As we dabbed at the corners of our mouths with napkins, to liberate the past crumbs of our marvellous, moneyed puddings, we wondered what to do next. Cocktails! We threw them back like they were Listerine and not twenty quid’s worth of elite grog, our shy, appreciative smiles becoming contagious giggles. And then… well, it was over, so we sat there for a while, wondering what to do. It was free, so, like, do we ask for the bill? Do we just… leave? We began to get nervous. No managers had been over to check everything was OK, we realised; did the waiters know we weren’t paying? We sat, panic rising, for a good 45 minutes, going through every scenario. Catastrophising, rationalising. We decided to ask for the bill, assuming we would maybe have to pay for the cocktails, which was fair enough, but that everything else would be cancelled out or put through as a special offer or something. Then the bill arrived.
So many numbers to the left of the decimal point. I can’t remember how much now, but it was untold sums that would make even Jeff Bezos shift uncomfortably in his seat. Nothing was free. If anything, everything seemed five times as expensive. The service charge alone was the GDP of a developing nation. And thus began the mortification, each stage like being gutted with a breadknife over and over. We had been exposed, found out as fakes who couldn’t afford to be there, chancers who didn’t belong with the rest of the gold card-waving, clumpy-nostrilled gang. We explained to the waiter, who looked at us like we were diagnosing him with a terminal illness and made us repeat what we were saying countless times – possibly because he couldn’t believe what he was hearing. He knew nothing about it. Nobody did. Managers were summoned, each one more baffled and distrusting than the last. The final one crouched down at our table like he was telling off two toddlers, and asked me to explain again, really slowly. I got my phone out to show him the email – from the “director of food and beverage” no less – and he scrutinised it, scrolling this way and that, eyes aflame with incredulity. Some parts he read out loud, as if trying to convince himself, but it was there in black and white: “I would like to invite you and a guest to enjoy a complimentary afternoon as well a bottle of our Champagne” (sic). At last his eyes flicked from the screen and back to us, his expression one of leaden defeat. “Fine,” he whispered sharply. “You can go.” Then he scurried away in fury, clutching the small silver plate and the unfurled bill, leaving us sitting there terrified and ashamed.
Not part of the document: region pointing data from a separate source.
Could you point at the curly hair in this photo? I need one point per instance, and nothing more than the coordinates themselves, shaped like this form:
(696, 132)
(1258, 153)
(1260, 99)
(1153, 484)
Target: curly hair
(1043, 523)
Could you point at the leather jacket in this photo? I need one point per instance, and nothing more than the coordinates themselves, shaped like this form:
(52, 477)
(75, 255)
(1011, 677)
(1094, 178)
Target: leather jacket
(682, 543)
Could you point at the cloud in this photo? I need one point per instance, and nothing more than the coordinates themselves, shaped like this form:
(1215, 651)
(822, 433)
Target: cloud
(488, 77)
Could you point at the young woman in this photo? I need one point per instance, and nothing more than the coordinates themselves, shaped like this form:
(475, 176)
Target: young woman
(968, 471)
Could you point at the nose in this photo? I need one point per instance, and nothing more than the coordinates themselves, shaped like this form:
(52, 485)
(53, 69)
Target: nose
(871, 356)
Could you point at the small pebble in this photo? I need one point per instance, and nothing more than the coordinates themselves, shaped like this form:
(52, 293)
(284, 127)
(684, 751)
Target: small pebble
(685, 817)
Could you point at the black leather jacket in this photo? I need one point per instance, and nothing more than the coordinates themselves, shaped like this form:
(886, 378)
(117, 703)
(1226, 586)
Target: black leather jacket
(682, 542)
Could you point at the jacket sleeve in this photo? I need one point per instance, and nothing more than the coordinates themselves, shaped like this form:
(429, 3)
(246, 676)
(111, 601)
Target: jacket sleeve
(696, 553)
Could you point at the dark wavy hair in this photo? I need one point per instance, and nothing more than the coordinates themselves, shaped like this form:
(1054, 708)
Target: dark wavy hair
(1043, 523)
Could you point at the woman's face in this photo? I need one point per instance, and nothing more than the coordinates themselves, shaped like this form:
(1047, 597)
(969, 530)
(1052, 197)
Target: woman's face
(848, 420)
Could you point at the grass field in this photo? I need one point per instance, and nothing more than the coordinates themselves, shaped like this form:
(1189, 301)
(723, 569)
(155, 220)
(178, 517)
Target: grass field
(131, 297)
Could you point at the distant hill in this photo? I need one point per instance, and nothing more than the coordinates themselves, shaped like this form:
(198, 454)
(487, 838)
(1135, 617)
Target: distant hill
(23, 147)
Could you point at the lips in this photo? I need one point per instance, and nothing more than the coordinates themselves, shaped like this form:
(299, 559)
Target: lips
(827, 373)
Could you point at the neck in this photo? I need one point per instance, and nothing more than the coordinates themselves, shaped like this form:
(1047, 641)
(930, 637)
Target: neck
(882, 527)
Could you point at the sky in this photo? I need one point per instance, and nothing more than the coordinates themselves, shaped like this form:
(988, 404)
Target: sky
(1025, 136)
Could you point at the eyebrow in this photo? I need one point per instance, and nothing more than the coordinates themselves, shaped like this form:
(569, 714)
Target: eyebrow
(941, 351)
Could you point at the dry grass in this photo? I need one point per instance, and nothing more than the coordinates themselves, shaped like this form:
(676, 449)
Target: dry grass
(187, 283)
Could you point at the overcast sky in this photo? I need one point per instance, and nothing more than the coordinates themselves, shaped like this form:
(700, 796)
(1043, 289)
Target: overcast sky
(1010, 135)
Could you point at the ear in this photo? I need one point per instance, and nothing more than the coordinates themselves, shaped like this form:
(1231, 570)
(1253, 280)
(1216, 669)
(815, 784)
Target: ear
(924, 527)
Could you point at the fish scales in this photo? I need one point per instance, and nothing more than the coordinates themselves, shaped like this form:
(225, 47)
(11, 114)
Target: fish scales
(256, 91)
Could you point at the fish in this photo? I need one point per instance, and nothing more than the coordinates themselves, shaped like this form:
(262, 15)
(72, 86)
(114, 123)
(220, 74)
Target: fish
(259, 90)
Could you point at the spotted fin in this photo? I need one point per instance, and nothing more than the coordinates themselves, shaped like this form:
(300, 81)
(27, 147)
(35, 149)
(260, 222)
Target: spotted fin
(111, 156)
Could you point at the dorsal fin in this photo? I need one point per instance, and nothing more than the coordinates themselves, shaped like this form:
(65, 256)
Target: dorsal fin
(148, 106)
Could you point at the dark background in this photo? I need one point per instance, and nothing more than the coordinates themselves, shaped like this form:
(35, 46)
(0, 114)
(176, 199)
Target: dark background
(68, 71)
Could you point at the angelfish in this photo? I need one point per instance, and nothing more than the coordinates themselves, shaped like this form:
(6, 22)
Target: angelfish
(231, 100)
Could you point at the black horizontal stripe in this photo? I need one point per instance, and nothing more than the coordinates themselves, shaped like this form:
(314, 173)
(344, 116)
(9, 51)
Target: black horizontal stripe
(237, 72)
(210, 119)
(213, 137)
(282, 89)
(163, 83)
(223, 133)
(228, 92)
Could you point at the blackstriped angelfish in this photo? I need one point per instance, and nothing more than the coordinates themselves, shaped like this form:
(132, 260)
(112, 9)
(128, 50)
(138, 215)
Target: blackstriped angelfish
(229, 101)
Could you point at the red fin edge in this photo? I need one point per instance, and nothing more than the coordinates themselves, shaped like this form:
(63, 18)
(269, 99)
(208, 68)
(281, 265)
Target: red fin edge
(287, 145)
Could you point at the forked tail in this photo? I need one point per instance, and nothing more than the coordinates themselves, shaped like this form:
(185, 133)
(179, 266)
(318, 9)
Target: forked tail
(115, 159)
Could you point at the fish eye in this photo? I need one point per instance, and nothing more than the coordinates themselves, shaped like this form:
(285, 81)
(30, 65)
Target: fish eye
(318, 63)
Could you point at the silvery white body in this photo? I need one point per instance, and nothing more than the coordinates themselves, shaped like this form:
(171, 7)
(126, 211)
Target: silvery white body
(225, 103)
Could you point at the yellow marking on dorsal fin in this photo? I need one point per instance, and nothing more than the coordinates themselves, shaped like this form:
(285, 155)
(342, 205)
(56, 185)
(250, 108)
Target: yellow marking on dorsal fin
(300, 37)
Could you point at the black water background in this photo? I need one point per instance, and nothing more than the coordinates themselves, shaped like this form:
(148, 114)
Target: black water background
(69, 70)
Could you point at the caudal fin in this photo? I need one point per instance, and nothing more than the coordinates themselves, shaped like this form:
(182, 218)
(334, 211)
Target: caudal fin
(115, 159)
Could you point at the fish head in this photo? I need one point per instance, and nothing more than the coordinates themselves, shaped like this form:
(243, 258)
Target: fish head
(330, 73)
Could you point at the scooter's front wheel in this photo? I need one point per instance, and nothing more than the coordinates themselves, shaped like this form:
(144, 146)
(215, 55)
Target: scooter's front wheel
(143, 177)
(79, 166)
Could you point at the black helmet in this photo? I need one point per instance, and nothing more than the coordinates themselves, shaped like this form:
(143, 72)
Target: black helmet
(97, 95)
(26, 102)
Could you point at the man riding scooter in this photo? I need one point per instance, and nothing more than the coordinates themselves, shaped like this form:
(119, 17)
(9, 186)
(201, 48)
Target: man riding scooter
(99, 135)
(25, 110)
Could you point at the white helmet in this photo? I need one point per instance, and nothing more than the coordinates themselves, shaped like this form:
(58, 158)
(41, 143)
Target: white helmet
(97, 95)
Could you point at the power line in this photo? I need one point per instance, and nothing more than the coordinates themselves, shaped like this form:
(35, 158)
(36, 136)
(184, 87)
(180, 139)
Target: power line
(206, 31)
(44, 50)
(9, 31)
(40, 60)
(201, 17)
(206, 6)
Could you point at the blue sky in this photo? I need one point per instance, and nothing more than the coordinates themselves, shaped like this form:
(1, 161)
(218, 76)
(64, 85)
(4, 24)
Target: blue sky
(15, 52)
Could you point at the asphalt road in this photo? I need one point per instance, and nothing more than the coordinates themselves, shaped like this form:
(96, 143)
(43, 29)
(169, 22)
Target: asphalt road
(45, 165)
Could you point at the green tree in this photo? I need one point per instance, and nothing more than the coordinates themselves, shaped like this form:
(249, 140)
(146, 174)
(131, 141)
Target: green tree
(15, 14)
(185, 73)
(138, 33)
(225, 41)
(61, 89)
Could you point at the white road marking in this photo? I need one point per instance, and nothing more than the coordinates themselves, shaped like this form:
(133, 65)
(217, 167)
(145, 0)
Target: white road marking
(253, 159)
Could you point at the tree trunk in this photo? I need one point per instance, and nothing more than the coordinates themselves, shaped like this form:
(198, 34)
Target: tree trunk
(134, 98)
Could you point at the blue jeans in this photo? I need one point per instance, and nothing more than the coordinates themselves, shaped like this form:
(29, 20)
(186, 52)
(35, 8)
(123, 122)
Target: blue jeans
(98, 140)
It was, looking back, fantastic. A true moment. We left in silence, trembling, before the liberation the comes with a sky without ceiling made us erupt into laughter – awkward and stifled at first, as the embarrassment kept hold, but soon developing into loud, raucous screeches. Why did this stuff always happen to us, we cried. Which gods did we anger? And what would the karmic payback be for this stroke of luck?
It wasn’t until later I realised there was a reason our freebie had caused such a stink. The email from the hotel, this very senior member of staff, had been missing one key word: “tea”. We’d been invited back for afternoon tea, not “an afternoon” and that happened in a completely different restaurant, and would’ve been hundreds of pounds cheaper. Oops. Sorry, Sanderson.
For the sake of my mental health, I have not been back to the Sanderson since.